Happy New Year!

Alonso Sanchez Coello, The Royal Feast, 1596

Happy New Year, everyone!

Like most of you, we did a lot of cooking and entertaining over the holidays, with family and friends. Sometimes the seating plan at these holiday tables can be a little tricky, especially when you’re mixing your relatives with your friends.

I have this amazing cookbook written by Francine Segan called Shakespeare’s Kitchen: Renaissance Recipes for the Contemporary Cook, that includes authentic recipes from the sixteenth and seventeenth centuries. It wasn’t all boiled mutton–the recipes are an amazing window into the way people lived at the time. According to Segan, cookbook authors assumed that a cook knew the proper amounts of ingredients. Recipes don’t include details more specific than “as your eye shall advise you,” and “as your cook’s mouth shall serve him.” She also includes some fascinating information about feasting and customs from Shakespeare’s day.
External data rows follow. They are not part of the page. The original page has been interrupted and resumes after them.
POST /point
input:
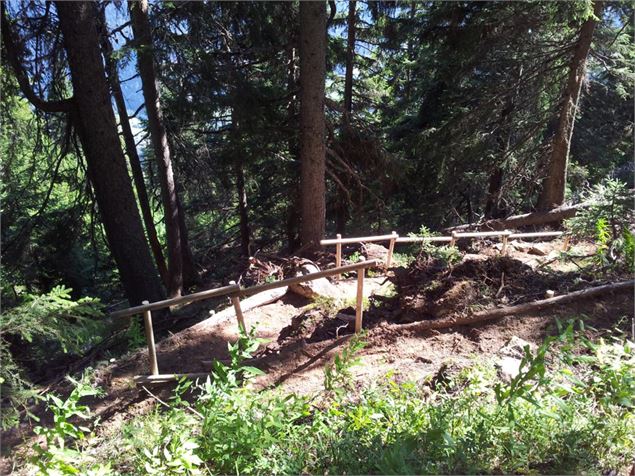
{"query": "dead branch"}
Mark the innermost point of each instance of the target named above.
(496, 313)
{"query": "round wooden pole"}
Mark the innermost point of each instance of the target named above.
(338, 255)
(391, 249)
(239, 312)
(152, 351)
(359, 307)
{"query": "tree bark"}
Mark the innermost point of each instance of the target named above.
(555, 182)
(341, 202)
(312, 123)
(131, 151)
(243, 213)
(350, 57)
(107, 170)
(174, 222)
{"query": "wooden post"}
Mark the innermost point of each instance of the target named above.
(391, 249)
(338, 255)
(152, 351)
(239, 312)
(504, 239)
(359, 307)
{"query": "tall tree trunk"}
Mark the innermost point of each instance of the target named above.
(131, 150)
(350, 57)
(107, 170)
(294, 206)
(554, 184)
(174, 223)
(341, 205)
(312, 140)
(243, 213)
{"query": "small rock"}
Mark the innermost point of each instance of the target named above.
(374, 251)
(315, 288)
(474, 257)
(515, 347)
(509, 367)
(454, 299)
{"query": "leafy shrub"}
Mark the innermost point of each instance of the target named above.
(43, 323)
(570, 409)
(61, 453)
(606, 220)
(444, 255)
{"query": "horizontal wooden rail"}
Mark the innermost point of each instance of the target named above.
(235, 293)
(415, 239)
(308, 277)
(359, 239)
(537, 234)
(479, 234)
(208, 294)
(160, 378)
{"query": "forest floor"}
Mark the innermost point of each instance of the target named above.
(302, 336)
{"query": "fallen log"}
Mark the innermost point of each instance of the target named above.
(499, 312)
(526, 219)
(250, 303)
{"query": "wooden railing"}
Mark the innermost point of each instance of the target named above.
(394, 237)
(234, 292)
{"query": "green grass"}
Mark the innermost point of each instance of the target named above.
(570, 410)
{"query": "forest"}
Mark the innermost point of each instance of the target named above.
(317, 237)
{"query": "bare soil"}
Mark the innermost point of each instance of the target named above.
(301, 339)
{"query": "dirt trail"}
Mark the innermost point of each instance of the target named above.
(301, 341)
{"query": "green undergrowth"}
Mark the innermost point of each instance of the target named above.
(569, 410)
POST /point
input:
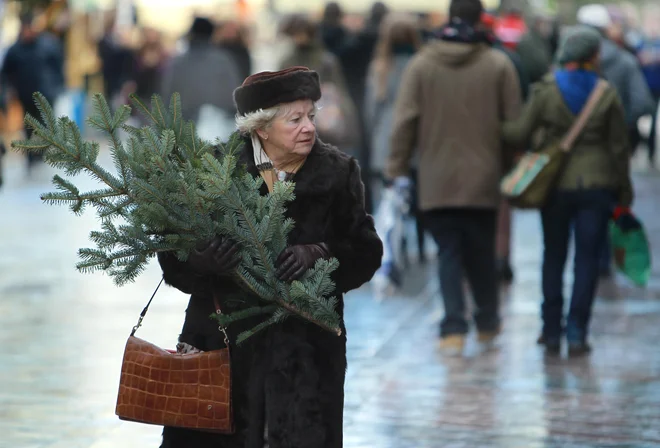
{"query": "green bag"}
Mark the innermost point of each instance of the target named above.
(530, 182)
(632, 254)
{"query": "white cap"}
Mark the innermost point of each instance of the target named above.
(594, 15)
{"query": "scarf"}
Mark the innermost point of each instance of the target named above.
(575, 85)
(267, 170)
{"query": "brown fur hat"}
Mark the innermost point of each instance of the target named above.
(268, 89)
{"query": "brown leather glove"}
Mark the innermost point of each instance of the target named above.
(217, 256)
(294, 261)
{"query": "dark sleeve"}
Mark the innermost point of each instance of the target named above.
(356, 244)
(620, 150)
(178, 274)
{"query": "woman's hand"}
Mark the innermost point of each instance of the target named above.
(294, 261)
(216, 256)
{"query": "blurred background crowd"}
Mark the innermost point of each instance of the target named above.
(129, 46)
(71, 49)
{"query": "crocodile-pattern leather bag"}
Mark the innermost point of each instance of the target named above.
(161, 387)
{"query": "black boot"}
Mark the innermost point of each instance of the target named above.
(577, 349)
(504, 270)
(552, 346)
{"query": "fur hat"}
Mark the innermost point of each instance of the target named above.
(268, 89)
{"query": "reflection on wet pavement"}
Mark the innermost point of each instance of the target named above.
(63, 335)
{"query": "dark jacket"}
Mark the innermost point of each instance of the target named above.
(291, 375)
(600, 156)
(36, 66)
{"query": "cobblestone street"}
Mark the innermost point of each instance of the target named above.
(62, 335)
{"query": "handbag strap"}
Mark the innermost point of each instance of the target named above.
(581, 121)
(146, 308)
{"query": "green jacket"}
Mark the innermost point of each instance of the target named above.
(600, 157)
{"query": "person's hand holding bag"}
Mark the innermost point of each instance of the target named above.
(217, 256)
(294, 261)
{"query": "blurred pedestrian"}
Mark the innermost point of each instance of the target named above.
(649, 56)
(504, 219)
(232, 37)
(622, 70)
(354, 48)
(595, 178)
(336, 120)
(116, 60)
(452, 100)
(203, 74)
(398, 42)
(148, 66)
(35, 63)
(534, 51)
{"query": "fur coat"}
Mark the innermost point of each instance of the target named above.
(289, 378)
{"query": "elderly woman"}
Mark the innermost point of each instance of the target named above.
(593, 181)
(287, 382)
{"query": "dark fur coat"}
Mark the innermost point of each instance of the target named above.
(291, 376)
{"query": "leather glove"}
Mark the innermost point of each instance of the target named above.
(294, 261)
(216, 256)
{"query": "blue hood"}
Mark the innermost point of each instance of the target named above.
(575, 87)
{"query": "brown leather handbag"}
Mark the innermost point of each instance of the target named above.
(161, 387)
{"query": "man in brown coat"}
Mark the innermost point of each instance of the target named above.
(452, 100)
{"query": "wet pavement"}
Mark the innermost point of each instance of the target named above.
(62, 335)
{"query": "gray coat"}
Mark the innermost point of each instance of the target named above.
(621, 69)
(379, 113)
(202, 75)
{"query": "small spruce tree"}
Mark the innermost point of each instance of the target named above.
(170, 190)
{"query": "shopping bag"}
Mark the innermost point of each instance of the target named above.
(630, 246)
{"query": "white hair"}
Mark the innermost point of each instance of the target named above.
(261, 119)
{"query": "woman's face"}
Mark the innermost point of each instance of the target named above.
(294, 131)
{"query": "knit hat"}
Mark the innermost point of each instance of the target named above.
(578, 44)
(268, 89)
(202, 27)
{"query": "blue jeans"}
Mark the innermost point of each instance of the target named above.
(586, 213)
(466, 249)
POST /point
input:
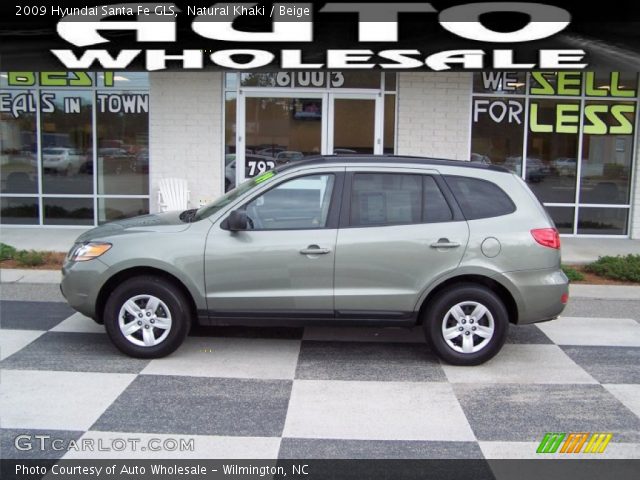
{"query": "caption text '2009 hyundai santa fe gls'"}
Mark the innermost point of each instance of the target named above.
(461, 249)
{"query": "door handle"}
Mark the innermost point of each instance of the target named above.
(445, 243)
(315, 250)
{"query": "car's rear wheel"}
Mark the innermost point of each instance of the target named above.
(147, 317)
(466, 325)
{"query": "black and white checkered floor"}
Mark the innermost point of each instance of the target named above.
(316, 392)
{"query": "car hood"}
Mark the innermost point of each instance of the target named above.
(168, 222)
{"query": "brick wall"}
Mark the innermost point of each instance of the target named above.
(434, 114)
(185, 132)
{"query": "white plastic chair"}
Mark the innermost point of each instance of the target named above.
(173, 194)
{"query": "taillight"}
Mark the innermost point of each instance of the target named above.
(547, 237)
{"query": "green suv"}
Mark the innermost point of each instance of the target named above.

In Renaissance times, big-banquet seating in grander houses was very hierarchical; you instructed your page to seat people according to their rank, from duke to marquese to earl to bishop to viscount to baron to knight to squire.

It was considered quite improper to serve water at a feast. Water was stored in lead tanks so that the worst of the “mud” and whatever else it was polluted with could settle before it was drunk, but it tasted awful anyway. People used it for boiling meats and to make fermented drinks, which killed a lot of the germs.

So instead of water, the host served fermented alcoholic drinks like hard cider, ale, wine or beer—to men, women and children. From the time of the Middle Ages, toast was added to drinks to improve their flavor, and it was from that practice that the expression “drinking a toast” comes from.

Usually the kitchen was quite a hike from the feasting area—fire was a real hazard, of course, so in many manor houses and castles the kitchen was in a separate building. As a result, most food served at Renaissance feasts was room temperature.